Disqus marked it as it contained a link, approved :)

This is a great topic and I would love to help see this happen. I'll do what I can to support it as a project, but if my efforts with contributing to WP-CLI are anything to go by, I'll mostly be logging issues as I find them in using the solution. I'm currently developing a plugin for a client that bundles the AWS SDK, I'd be interested to hear how you have worked around the problem in its current incarnation. Or if you get a support request do you just ask the conflicting plugin developer to update their SDK version?

Addition of composer in WP great..!!

I would love to see composer in WP

Automattic, the company who owns WordPress, DOESN'T WANT THIS FOR BUSINESS REASONS. It's not a technical issue, it's a business GOAL for them not to have a dependency manager like Composer.

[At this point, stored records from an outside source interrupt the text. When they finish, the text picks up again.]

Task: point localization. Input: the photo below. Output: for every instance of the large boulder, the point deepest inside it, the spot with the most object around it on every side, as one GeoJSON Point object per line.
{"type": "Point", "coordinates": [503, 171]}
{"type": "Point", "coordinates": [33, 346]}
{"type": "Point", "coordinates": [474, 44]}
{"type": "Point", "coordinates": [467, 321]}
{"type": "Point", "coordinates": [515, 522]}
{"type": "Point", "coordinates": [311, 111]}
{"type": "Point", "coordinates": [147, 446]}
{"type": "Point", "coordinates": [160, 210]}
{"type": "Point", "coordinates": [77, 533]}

If you integrated Composer into WordPress, you would then break the gatekeeper function of the Automatic company. It would essentially smash the .org plugin repo [as you could now pull source from anywhere]. THIS WILL NEVER HAPPEN WITHOUT A HARD FORK. This is a great discussion, but you guys all miss the point. AUTOMATTIC IS NOT YOUR FRIEND. There already is 100% dependency management the way Automattic wants it. You give a notice to the user that they need to download another plugin from the .org repo OR YOU DON'T USE THE DEPENDENCY. That's how they want it!